In this article, we will demonstrate how to reduce the cost of document review by 85 percent without AI. No, that isn't a typo — it is indeed possible to find every relevant document in a collection by reading just 15 percent of the collection — and that's 15 percent after de-duplication and metadata filtering. You can get these results using mathematics and technology that have been around for more than 50 years (or in the case of the math, hundreds of years).

The process is built on three mathematical principles: certainty, probability and sampling. Taken step by step, they work to dramatically cut the cost of document review.

The process starts by determining certainty. How certain must we be that all relevant documents have been found (or produced)? From a production perspective, the goal is “reasonableness”. If we are 85 percent certain to have produced every relevant (non-privileged) document, is that good enough? Maybe the sensitivity of the matter requires that we be 95 percent or even 98 percent certain. Identifying the certainty level is the first step of the process.

Next probability enters the process. Probability determines how much work we will have to do to uncover the relevant documents.

There are two probabilistic events to consider. First, how long will it take reviewers to come across the first relevant document? And, having seen the first one, how long before the appearance of the next one?

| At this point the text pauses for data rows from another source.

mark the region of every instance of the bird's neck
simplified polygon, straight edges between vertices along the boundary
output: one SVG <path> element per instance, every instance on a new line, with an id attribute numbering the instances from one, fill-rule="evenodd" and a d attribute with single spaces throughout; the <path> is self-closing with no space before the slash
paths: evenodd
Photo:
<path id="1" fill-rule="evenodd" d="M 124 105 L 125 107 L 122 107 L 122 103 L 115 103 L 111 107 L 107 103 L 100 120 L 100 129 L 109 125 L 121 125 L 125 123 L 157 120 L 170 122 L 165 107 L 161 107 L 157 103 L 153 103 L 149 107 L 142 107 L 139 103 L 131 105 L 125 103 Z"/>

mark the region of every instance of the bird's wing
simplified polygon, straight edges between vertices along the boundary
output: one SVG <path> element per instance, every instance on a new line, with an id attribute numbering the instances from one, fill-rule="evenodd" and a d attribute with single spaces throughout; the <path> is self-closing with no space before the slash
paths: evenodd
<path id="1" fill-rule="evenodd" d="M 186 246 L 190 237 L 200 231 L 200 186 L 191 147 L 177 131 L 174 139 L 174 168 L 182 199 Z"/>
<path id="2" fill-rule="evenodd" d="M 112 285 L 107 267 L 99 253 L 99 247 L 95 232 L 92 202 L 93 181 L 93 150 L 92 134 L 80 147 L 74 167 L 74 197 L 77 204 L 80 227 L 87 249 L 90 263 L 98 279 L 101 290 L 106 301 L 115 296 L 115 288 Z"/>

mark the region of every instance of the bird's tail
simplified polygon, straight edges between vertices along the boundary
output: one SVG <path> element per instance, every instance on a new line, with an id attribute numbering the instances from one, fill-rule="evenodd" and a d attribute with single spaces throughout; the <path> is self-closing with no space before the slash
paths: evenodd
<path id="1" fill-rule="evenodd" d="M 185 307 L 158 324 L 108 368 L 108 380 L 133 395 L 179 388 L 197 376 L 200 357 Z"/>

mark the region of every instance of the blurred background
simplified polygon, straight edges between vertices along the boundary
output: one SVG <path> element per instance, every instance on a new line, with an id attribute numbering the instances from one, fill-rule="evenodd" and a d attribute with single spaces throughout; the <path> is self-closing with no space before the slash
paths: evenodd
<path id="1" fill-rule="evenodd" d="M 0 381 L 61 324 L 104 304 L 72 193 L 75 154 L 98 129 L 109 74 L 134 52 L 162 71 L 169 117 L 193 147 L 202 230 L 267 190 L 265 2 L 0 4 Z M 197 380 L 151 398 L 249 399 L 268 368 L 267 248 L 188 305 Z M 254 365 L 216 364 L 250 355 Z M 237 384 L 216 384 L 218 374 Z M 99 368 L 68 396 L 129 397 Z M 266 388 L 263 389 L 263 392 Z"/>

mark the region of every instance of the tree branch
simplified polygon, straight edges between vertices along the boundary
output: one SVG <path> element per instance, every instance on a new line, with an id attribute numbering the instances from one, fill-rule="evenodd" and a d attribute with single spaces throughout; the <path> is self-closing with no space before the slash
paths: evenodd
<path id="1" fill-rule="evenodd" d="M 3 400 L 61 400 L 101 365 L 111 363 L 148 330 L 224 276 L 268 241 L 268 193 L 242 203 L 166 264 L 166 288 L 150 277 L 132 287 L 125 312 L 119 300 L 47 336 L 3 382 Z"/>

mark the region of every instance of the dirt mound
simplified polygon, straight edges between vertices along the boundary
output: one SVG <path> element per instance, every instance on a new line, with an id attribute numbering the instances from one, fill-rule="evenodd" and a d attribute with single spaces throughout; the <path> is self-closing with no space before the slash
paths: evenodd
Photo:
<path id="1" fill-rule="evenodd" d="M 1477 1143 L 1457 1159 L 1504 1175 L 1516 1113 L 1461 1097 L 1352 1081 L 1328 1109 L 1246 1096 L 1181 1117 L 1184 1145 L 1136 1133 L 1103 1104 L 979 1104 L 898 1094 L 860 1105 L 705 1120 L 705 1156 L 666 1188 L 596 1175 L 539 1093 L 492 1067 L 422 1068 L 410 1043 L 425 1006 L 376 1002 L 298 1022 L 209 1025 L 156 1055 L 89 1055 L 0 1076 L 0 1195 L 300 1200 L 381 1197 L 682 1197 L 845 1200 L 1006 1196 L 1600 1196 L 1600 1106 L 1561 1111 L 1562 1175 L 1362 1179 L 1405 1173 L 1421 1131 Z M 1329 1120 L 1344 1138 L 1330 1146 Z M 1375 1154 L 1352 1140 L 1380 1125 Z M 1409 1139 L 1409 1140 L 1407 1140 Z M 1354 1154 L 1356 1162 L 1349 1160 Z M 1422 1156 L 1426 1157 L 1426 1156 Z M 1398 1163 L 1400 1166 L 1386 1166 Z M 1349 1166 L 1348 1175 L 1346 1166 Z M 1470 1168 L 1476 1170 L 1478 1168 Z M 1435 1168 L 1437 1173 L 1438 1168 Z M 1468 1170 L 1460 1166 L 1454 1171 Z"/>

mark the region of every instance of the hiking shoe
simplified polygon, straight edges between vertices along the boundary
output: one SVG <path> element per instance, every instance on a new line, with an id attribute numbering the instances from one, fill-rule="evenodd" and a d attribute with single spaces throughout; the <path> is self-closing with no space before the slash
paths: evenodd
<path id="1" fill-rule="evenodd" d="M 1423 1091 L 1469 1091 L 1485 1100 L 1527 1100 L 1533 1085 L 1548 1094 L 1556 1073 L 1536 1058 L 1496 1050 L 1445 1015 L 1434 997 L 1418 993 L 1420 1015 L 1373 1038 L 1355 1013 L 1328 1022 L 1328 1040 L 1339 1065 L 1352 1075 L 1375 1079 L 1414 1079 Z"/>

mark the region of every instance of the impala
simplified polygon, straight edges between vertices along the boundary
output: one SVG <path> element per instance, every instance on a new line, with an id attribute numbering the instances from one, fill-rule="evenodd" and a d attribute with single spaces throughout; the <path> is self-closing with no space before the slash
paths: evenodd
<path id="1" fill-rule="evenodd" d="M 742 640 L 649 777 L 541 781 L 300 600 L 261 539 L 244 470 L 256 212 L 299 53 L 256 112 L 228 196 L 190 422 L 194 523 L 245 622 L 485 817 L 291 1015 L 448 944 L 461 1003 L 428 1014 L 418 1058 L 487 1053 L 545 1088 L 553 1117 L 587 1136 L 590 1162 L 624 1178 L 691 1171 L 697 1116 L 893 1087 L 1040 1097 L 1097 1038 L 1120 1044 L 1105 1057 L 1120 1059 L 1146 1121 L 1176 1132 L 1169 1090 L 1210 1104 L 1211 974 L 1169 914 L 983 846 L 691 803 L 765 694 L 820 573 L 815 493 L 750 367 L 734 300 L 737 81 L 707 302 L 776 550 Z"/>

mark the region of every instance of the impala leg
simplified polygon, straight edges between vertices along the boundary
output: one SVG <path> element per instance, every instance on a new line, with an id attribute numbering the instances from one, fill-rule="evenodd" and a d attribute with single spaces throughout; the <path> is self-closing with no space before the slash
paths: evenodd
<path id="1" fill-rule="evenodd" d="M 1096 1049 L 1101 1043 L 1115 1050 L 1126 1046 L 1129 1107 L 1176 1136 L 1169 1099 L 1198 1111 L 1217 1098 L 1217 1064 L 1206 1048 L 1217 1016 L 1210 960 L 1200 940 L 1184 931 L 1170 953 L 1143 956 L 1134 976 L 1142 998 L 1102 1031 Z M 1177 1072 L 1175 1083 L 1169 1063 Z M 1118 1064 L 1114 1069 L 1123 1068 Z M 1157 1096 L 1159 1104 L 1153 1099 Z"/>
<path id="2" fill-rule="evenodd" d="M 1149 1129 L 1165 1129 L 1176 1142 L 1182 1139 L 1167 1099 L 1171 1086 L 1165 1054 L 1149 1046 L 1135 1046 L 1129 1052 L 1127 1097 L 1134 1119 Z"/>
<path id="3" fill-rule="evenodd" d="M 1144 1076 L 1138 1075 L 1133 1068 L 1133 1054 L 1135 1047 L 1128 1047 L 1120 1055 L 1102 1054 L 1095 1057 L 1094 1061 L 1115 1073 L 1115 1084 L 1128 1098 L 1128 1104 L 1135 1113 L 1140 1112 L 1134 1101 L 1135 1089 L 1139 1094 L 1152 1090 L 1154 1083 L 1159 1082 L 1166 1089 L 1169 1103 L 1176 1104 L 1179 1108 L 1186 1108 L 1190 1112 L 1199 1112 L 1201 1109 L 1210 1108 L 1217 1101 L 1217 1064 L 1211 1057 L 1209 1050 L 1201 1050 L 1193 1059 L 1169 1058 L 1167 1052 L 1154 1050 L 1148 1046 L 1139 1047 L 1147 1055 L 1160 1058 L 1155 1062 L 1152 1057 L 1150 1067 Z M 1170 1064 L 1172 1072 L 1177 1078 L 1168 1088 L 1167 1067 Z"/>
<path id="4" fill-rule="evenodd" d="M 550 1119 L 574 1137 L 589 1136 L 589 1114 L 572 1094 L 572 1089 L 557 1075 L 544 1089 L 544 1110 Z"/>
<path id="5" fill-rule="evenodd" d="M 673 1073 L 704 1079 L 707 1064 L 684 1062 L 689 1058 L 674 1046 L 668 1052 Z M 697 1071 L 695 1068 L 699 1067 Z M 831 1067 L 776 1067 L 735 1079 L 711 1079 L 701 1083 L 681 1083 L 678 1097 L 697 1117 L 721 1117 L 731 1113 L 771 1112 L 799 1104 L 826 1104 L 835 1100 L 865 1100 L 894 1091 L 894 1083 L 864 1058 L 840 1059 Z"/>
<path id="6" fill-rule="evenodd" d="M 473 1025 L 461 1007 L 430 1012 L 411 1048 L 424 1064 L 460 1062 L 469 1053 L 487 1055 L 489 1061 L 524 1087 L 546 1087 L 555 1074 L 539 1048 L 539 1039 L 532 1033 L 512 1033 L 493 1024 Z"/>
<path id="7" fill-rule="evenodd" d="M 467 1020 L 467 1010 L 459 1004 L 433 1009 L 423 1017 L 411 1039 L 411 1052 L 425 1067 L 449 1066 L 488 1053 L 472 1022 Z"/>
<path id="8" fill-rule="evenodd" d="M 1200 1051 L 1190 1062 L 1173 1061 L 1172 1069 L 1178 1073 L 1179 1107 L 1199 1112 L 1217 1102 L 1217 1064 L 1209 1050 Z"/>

Another way of saying this is: How many non-relevant documents will reviewers have to slog through before they see the next relevant document? To save time and money, we want to do everything we can to shorten the distance between the appearance of relevant documents.

The second probabilistic event concerns the likelihood that a given document is unique. When we see a relevant document, what is the probability that other documents in the collection are relevant for exactly the same reason as this one? Or put another way: How many other documents in the collection contain the same relevant language as the document under review?

For the third and final step in the process we introduce sampling. A review is complete when we can prove — to the level of certainty agreed upon — that all relevant documents have been identified. This is a simple but hugely consequential statement.

Given these principles, the workflow runs as follows:

  1. Determine an acceptable level of certainty
  2. Organize the review so that the “Next Document” selection is driven by a random algorithm (19th century mathematics for finding needles in a haystack)
  3. When a reviewer sees a relevant document, have him/her highlight the language that makes the document relevant.
  4. Using a simple Boolean search engine, find and tag every document in the collection that contains the highlighted language. (Boolean search technology is more than 50 years old.)
  5. Stop the review when the distance between the appearances of relevant documents correlates to having reached the certainty level.
  6. Formally test the pile of documents not tagged as relevant to prove that all relevant documents have been identified to the desired level of certainty. (Sampling has its roots in the Bible where it was called “drawing lots.”)

The introduction of probability and certainty allows human reviewers to accurately identify responsive data in large populations while examining only a small percentage of the total data population. This workflow has been executed on many dozens of cases and has never failed to deliver.